At the movie I collected my goodies and selected a seat on the fourth row, the highest, at the end farthest away from where the Koreans usually sat. The fun started, very few Americans were still on their feet after the second blow, and many of those were running hard. I had watched the Koreans, in battalion strength practicing Twae Kon Do every morning before breakfast, everyone from the regimental commander down to the lowest recruit. I had watched them put down their weapons and attack an enemy position with their bare hands. This was their kind of fighting. I almost got involved, though. As I sat there alternating between watching the stupid movie and the floor show, a wild eyed Korean came charging around the end of the bleachers and stopped right in front of me with his fist cocked in what I recognized as the “make um into dead cockroach” position. I did the logical thing.
“Popcorn?” I asked as I held out the bag to him. Slowly he uncocked his fist, stood up straight and smiled, taking a big handful and stuffing it in his face. Still smiling, he made a slight bow and took off after the nearest American.

I was a little apprehensive about the next day, but the funniest thing occurred, the Americans and Koreans were the best of buddies. The Koreans were singing as they did KP. And the Americans?
“E thur thowed em a ting ur thoo,” gloated the guy in the next bunk through his battered lips as he tried to focus on me with the eye that wasn’t swollen shut. Normally he talked better but he’d just spit out two teeth.

RW
 
Class stuff RW!
Can't beat a bit of the unarmed Jap Slapping!
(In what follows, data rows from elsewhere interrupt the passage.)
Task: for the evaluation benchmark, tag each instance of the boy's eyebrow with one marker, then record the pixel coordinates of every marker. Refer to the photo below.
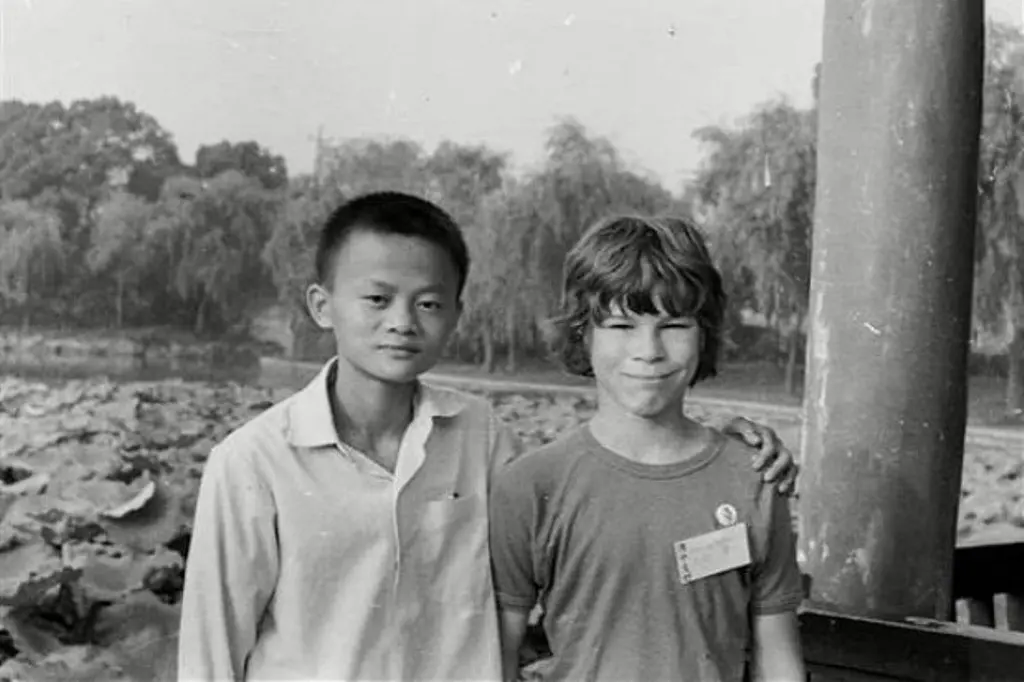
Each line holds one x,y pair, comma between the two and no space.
390,287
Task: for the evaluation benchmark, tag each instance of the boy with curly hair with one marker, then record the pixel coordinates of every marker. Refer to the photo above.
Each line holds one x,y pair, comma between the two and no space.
654,551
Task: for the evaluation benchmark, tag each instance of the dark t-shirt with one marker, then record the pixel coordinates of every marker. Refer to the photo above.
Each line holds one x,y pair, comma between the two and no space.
592,536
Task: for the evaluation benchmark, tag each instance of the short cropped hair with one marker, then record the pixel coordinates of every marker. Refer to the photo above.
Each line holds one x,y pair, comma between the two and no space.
645,265
391,213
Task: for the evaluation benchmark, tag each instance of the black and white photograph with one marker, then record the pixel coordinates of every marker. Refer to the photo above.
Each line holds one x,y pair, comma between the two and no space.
512,340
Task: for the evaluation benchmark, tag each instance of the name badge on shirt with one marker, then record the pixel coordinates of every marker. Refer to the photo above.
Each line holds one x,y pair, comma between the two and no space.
712,553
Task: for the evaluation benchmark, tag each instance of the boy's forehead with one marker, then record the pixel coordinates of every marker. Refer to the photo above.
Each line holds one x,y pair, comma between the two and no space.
368,253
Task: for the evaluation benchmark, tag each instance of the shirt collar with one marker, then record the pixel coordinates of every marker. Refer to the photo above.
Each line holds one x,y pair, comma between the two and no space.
310,422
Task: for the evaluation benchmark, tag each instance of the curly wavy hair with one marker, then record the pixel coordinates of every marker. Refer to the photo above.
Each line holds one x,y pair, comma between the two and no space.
646,265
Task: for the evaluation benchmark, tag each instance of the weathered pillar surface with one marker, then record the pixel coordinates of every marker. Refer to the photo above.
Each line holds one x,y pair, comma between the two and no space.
900,108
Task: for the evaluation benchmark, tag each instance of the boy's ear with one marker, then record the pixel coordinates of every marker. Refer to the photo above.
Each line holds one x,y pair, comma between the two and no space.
317,299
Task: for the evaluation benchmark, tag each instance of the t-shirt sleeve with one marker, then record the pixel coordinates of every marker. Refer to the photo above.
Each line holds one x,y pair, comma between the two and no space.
777,586
512,513
231,569
505,446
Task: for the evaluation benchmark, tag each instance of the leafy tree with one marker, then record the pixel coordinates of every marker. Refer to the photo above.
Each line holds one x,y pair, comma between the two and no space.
31,255
247,158
757,186
72,157
213,233
357,166
122,246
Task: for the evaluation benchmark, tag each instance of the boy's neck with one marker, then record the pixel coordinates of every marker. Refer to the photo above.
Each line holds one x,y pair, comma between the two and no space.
669,438
367,411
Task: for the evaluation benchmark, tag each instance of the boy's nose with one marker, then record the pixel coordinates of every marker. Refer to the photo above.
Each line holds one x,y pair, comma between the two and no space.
401,321
648,346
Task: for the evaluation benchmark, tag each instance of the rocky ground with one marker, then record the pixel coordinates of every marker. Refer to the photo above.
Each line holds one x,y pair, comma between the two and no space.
97,486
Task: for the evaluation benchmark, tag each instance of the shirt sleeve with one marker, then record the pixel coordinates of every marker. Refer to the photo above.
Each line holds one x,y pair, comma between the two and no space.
231,569
777,585
512,515
505,446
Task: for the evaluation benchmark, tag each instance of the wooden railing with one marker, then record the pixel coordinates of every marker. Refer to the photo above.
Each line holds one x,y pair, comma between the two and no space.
988,582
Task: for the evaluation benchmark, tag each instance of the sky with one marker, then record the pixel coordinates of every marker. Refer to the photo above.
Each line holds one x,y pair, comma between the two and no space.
643,73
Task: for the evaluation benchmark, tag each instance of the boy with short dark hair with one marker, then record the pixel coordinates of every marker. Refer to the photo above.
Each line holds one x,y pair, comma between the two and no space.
342,535
654,552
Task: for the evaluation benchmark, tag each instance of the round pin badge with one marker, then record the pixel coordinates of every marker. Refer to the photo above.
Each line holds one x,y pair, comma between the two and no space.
726,514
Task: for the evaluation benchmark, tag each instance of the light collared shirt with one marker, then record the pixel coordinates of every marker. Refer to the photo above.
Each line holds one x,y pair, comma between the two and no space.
308,561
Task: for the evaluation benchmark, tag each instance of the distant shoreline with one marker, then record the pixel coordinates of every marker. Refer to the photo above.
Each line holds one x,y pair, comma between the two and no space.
154,344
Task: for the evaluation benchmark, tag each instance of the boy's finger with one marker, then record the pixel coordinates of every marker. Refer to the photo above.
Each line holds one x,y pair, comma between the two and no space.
770,450
782,463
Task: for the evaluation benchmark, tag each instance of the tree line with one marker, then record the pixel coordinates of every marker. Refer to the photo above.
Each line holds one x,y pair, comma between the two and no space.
102,224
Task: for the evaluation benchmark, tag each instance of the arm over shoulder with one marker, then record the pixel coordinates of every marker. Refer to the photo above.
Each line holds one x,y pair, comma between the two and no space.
231,568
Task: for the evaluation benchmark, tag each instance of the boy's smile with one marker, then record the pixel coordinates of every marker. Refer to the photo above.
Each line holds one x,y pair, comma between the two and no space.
392,304
643,364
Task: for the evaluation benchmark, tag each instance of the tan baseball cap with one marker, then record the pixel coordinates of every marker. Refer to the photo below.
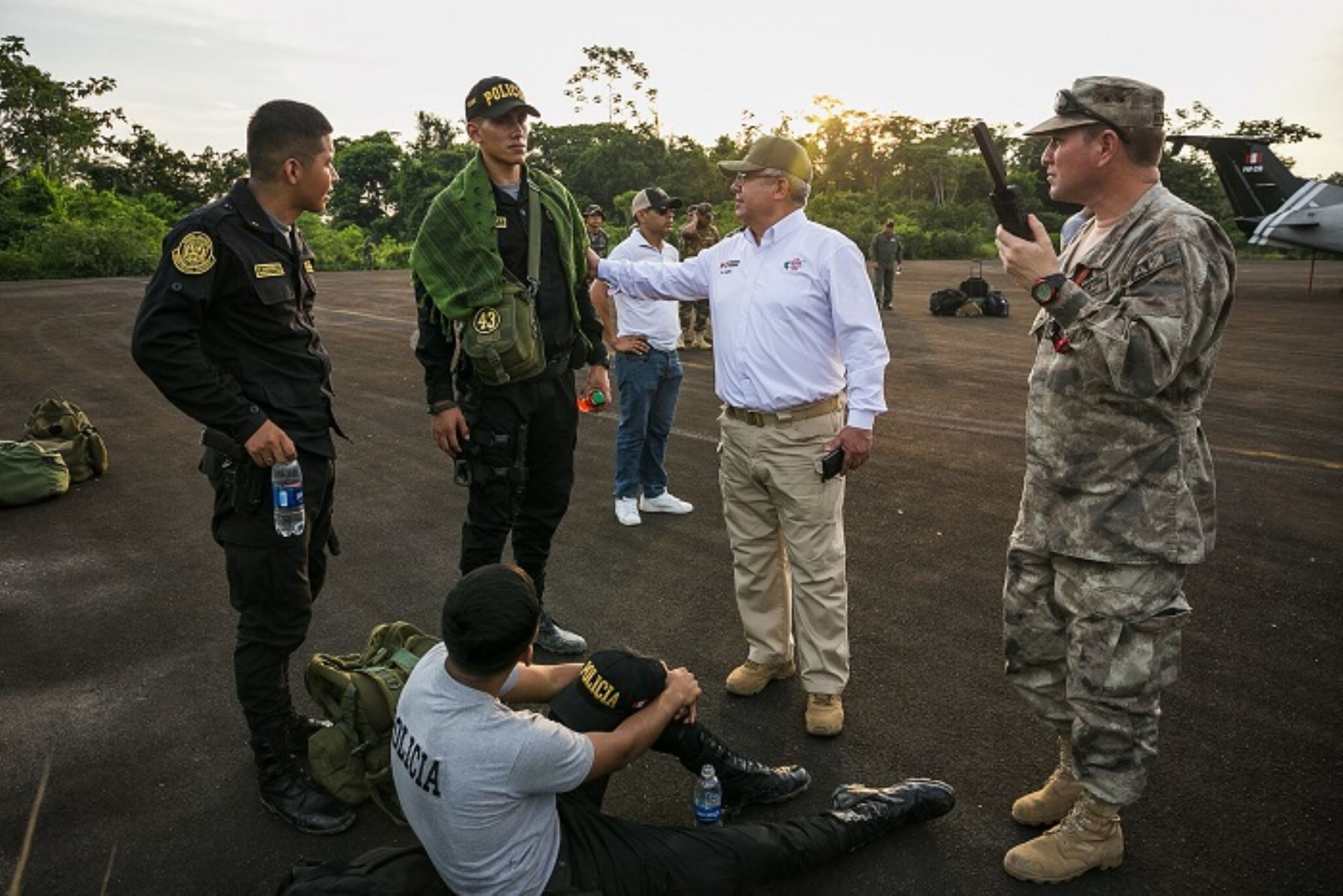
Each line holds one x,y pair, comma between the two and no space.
772,152
1119,102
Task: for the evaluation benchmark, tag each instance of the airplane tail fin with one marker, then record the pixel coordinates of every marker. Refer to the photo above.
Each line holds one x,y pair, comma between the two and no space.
1255,179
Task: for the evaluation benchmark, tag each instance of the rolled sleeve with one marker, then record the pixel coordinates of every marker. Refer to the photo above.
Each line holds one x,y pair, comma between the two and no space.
863,343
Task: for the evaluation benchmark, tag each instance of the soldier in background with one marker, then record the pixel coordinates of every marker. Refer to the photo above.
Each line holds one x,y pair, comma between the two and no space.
698,234
1118,498
886,253
594,218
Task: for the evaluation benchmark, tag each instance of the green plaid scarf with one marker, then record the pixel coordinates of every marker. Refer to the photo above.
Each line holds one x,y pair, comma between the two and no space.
457,257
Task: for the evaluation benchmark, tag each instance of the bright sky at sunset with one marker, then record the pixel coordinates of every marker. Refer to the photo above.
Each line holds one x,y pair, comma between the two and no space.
192,73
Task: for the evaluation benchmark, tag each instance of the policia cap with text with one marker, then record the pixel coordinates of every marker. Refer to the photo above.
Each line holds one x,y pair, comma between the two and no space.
656,199
772,152
1104,100
611,686
495,97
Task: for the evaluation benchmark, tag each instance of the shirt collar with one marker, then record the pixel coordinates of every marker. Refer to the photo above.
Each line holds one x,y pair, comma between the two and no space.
253,213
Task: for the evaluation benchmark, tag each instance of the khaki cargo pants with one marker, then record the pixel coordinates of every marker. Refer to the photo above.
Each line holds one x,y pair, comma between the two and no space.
786,530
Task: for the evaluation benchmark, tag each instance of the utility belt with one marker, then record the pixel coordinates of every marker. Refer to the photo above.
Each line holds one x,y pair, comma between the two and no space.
787,416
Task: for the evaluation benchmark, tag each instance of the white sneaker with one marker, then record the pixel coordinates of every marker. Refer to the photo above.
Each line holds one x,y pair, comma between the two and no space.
665,503
627,511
For your competition, is this a military one? I only ask because there a few acronyms, so beloved of everyone's military. Whilst KP and GI may well be understood what is CG? If it's for the general population, will they be able to understand? Just a point, not knocking you or anything.
 
You are absolutely correct Zofo, changes made as noted. CG stands for Commanding General (or Coast Guard if you are inclined toward web feet)

As I edit the story, I am finding that I have to take too much out to make the maximum word count so I will probably pick another one.

As a dedicated Patrick O'Brian fan, I believe you must be located SW of Mahon, correct? I'm too lazy to consult a map.